Also, did a bit of math and found a closed form formula for this:

1 + [n(n+1)(2n+1) + 3n(n+1)]/12

Another way of looking at this.

You want the number of triples (i,j,k) such that n > i >= j >= k >= 0

Now if you consider the triple (i+2, j+1, k), then we have that n+1 >= i+2 > j+1 >k >= 0. Thus all we need to do is select 3 numbers among 0,1,2,..., n+2 and sort them, subtract 1 from the middle and 2 from the max to get our possible i,j,k.

Thus, the number is

n+1 choose 3.

Since temp starts out as 1, the answer is

1 + (n+1 choose 3)

I initially thought it to be n^2 + (n-1), but later realized this does not look to have a generic formula at least to me... for e.g. if n=2, temp will be 5, if n=3, temp will be 11, the above formula only works for n=2 and 3, but if n=4, temp = 21 (n^2 + (n+1)) and if n=5, temp = 36. So this does not look to have a generic formula.. Correct me if I'm wrong.

So, if n=2,3,4,5,6 ==> then temp = 5,11,21,36,57. Let me know if you folks see a formula here, it does not come to my head at this point :-).

Well my Math Says so.

1> Loop 1 runs upto (n-1)
2> Loop 2 runs upto (n-1)*n(Square)/2 , coz its summation where n is infact (n-1) here.
3> Loop 3 this is the most complex one, which my calculation shows whopping
((n-1)*n(Square))/4*((n-1)*n(Square)/2+1)

Now Final Formula is the Product of Loop 1 * Loop 2 * Loop 3 . Which is Strange ..

F[n] = F[n-1] + n*(n+1)/2

F(n)=2*F(n-1)+n+1;

this one gives correct answer
C(n-1+r,r)

here, n is no elements and r is no of loops...

one more solution to the same and somewhat explainable....

n*(n+1)(n+1)/r!

where n is no of elements and r is no loops....

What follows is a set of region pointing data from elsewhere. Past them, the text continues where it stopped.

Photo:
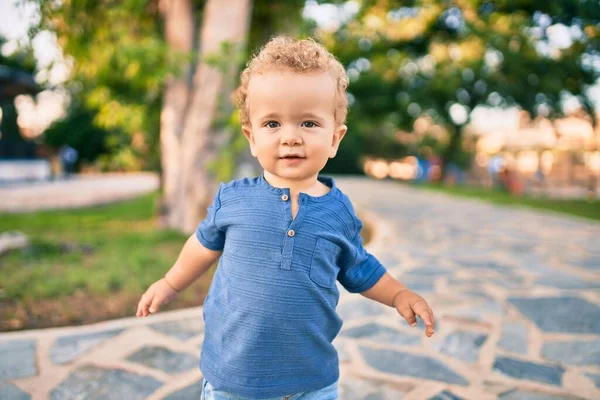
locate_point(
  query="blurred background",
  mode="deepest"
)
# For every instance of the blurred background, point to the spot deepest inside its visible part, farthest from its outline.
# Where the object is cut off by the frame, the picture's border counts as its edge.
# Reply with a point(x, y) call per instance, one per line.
point(492, 99)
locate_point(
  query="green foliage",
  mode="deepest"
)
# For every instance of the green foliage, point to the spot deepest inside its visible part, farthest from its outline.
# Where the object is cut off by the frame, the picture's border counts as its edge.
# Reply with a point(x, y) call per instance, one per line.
point(121, 62)
point(408, 59)
point(78, 130)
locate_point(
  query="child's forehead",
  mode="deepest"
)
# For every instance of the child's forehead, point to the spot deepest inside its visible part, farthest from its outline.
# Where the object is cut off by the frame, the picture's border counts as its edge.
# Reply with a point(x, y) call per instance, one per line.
point(292, 91)
point(277, 75)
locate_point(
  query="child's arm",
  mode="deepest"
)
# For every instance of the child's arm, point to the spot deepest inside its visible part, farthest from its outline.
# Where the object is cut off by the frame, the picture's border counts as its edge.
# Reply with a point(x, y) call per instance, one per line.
point(193, 261)
point(392, 293)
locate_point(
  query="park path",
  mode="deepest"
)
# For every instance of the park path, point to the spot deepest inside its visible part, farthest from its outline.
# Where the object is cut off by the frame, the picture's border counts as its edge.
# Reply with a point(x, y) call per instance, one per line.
point(515, 292)
point(79, 191)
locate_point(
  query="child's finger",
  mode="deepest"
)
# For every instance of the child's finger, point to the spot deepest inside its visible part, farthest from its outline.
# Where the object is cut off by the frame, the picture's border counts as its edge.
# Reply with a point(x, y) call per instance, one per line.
point(156, 302)
point(144, 304)
point(408, 315)
point(427, 316)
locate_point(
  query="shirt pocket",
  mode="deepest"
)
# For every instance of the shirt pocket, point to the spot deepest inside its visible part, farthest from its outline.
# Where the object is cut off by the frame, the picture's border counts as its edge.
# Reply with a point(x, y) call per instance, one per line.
point(323, 265)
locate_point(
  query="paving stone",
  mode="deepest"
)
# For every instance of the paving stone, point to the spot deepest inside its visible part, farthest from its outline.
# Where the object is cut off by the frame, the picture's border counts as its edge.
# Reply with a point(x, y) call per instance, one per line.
point(17, 359)
point(67, 348)
point(595, 378)
point(479, 294)
point(514, 337)
point(408, 364)
point(428, 272)
point(591, 262)
point(564, 281)
point(93, 383)
point(487, 264)
point(463, 345)
point(445, 395)
point(481, 310)
point(164, 359)
point(183, 329)
point(353, 388)
point(9, 391)
point(509, 282)
point(560, 314)
point(382, 334)
point(525, 395)
point(192, 391)
point(576, 352)
point(526, 370)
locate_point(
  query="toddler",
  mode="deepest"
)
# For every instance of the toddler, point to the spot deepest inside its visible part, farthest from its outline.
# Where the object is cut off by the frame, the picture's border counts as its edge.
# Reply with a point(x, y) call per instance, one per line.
point(284, 239)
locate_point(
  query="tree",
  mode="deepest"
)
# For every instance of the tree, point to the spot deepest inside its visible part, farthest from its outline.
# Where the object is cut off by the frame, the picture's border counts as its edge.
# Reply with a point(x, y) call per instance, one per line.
point(189, 138)
point(125, 51)
point(442, 59)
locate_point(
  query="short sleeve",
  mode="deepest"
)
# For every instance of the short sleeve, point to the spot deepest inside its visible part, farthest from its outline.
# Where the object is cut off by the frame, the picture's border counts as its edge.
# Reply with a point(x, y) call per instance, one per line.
point(208, 232)
point(359, 270)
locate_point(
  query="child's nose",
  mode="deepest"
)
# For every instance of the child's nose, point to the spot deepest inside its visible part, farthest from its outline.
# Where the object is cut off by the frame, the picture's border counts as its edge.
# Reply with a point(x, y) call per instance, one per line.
point(291, 137)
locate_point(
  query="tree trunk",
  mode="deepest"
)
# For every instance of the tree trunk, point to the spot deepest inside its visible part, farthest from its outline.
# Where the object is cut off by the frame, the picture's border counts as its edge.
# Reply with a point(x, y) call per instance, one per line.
point(179, 35)
point(224, 21)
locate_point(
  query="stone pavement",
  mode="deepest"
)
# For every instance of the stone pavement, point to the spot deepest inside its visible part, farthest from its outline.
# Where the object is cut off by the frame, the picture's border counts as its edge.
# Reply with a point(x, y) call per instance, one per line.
point(515, 292)
point(78, 191)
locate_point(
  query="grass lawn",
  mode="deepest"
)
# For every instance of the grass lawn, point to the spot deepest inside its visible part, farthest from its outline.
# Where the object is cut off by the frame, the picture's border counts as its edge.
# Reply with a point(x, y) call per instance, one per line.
point(578, 207)
point(87, 265)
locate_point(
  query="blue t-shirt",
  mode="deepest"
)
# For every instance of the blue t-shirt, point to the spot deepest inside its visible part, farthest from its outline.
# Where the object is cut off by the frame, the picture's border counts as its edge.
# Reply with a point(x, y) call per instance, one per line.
point(270, 312)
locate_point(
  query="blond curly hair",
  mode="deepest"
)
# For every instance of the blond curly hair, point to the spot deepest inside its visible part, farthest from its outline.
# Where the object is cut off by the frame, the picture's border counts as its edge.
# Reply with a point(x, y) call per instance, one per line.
point(297, 55)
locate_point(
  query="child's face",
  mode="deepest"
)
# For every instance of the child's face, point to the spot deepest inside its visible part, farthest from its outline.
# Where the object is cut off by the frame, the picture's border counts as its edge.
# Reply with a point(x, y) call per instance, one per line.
point(292, 128)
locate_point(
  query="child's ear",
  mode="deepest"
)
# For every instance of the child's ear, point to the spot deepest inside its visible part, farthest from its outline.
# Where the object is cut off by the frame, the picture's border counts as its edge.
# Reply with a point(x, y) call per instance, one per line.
point(338, 135)
point(247, 130)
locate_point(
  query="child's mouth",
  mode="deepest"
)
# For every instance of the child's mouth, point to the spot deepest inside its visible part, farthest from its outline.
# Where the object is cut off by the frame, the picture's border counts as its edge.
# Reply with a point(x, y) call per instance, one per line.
point(292, 159)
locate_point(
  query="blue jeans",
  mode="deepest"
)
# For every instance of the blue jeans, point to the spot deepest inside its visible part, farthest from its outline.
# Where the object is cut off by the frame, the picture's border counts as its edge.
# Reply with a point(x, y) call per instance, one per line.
point(327, 393)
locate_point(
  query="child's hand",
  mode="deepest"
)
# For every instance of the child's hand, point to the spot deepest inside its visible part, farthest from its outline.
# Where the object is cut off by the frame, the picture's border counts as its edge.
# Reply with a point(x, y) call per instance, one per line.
point(408, 303)
point(160, 292)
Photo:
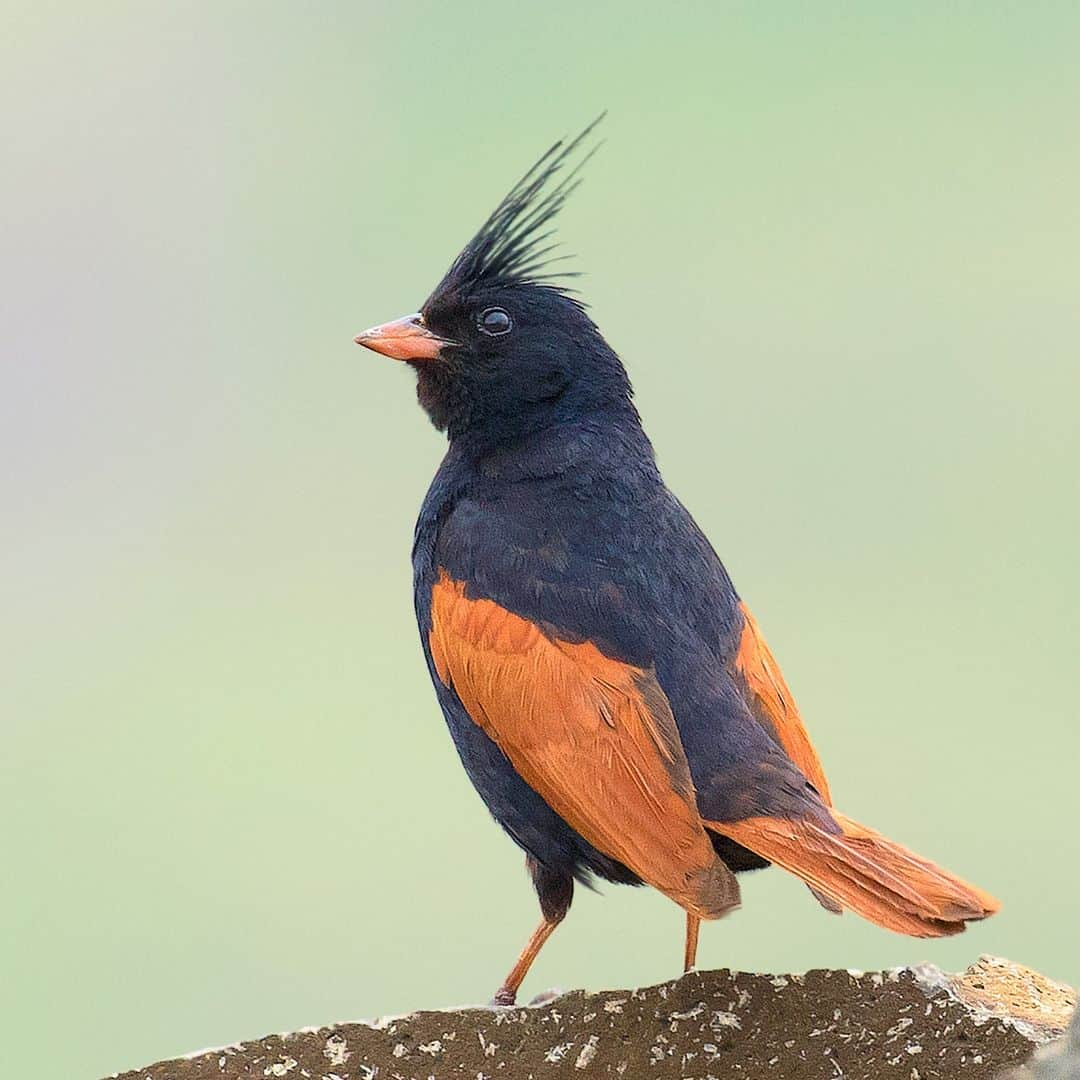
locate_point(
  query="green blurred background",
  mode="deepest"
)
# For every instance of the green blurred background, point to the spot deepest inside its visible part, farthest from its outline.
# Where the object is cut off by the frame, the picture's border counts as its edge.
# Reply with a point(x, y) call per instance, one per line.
point(838, 248)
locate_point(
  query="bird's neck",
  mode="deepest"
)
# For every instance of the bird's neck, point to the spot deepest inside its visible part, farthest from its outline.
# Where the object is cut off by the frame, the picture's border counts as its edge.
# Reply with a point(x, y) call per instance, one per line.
point(589, 443)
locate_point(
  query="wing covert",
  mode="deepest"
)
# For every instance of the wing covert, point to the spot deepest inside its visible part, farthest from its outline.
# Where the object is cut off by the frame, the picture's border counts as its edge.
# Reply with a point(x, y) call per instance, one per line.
point(593, 736)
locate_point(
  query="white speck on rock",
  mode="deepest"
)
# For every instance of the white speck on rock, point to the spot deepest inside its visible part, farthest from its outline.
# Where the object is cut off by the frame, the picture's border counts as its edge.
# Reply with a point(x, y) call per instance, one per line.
point(725, 1020)
point(588, 1052)
point(557, 1053)
point(280, 1068)
point(336, 1050)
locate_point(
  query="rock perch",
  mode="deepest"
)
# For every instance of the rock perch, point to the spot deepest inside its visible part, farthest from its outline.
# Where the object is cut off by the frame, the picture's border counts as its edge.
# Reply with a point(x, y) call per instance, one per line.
point(908, 1024)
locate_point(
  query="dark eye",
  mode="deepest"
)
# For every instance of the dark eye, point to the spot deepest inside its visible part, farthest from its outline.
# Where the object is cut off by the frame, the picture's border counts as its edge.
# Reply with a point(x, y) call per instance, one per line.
point(494, 322)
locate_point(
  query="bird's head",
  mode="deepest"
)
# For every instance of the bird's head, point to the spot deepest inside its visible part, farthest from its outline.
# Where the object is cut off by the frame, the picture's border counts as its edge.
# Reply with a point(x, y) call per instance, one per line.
point(501, 348)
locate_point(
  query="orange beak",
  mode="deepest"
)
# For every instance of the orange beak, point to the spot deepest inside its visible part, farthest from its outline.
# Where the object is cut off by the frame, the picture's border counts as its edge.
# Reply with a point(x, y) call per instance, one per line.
point(403, 339)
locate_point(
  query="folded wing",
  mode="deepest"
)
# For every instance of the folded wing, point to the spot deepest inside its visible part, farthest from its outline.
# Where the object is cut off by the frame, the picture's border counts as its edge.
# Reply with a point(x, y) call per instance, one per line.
point(593, 736)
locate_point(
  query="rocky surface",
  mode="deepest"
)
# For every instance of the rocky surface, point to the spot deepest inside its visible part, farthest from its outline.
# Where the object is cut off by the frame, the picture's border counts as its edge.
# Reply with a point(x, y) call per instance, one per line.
point(909, 1024)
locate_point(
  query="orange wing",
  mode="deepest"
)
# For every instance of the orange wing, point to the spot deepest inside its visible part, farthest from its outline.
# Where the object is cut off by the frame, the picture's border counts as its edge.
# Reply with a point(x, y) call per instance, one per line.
point(594, 737)
point(772, 704)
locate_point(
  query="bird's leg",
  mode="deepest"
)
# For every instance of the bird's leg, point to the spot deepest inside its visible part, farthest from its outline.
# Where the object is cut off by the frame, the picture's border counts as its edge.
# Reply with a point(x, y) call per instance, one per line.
point(690, 953)
point(555, 891)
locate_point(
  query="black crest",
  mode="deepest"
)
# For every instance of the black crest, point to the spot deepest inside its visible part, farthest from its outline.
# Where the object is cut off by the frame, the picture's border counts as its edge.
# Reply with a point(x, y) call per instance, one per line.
point(514, 245)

1 + the number of combinations with repetition allowed (n choose r).
The formula is (n+r-1)! / r!(n-1)! and r = 3 (the number of nested loops)

1 + (n+2)! / 6(n-1)!

answer is temp=(((n*(n+1)*(2n+1))+(3n*(n+1)))/12)+1

The answer is 1 + Summation ( Sum (i) ) where i = 1 to n

Adding 1 because, temp is initialized to 1.
So it will be 1 + Summation (i(i+1)/2) = 1 + (Summation(i^2) + Summation(i))/2 for i =1 to n
= 1+ [ ( n(n+1)(2n+1)/6 ) + ( n(n+1)/2 ) ] /2
And when simplified, gets to 1+ ( n(n+1)(n+2)/6 )

it's ((n-1)^i)^k

Algorithm for the above problem

if n=1 value is 1
n=2 value is 4
if n>=3, use below
Formula is (n*n)+ValueOf(n-2)

Java Code for the above algorithm.

public class CountForLoopUsingRecursion {

	/**
	 * @param args
	 */
	//what is the value of temp for N
	//int temp=0;
	//for (int i = 0; i <N; i++) {
	//	for (int j = 0; j <=i; j++) {
	//		for (int k = 0; k <=j; k++) {
	//			temp++;
	//		}
	//	}
		
	public static void main(String[] args) {
		// TODO Auto-generated method stub
			System.out.println(findLoopCount(1));
			System.out.println(findLoopCount(2));
			System.out.println(findLoopCount(3));
			System.out.println(findLoopCount(4));
			System.out.println(findLoopCount(5));
			System.out.println(findLoopCount(6));
			System.out.println(findLoopCount(7));
			System.out.println(findLoopCount(8));
	}
	
	static int findLoopCount(int n)
	{
		if(n==1||n<=0)
		{
			return 1;
		}
		if(n==2)
		{
			return 4;
		}
		
			return (n*n)+findLoopCount(n-2);
		
	}

}

n * (n+1)/2 * (n+1)/4

Program will throw compilation error as the variable 'n' is not declared.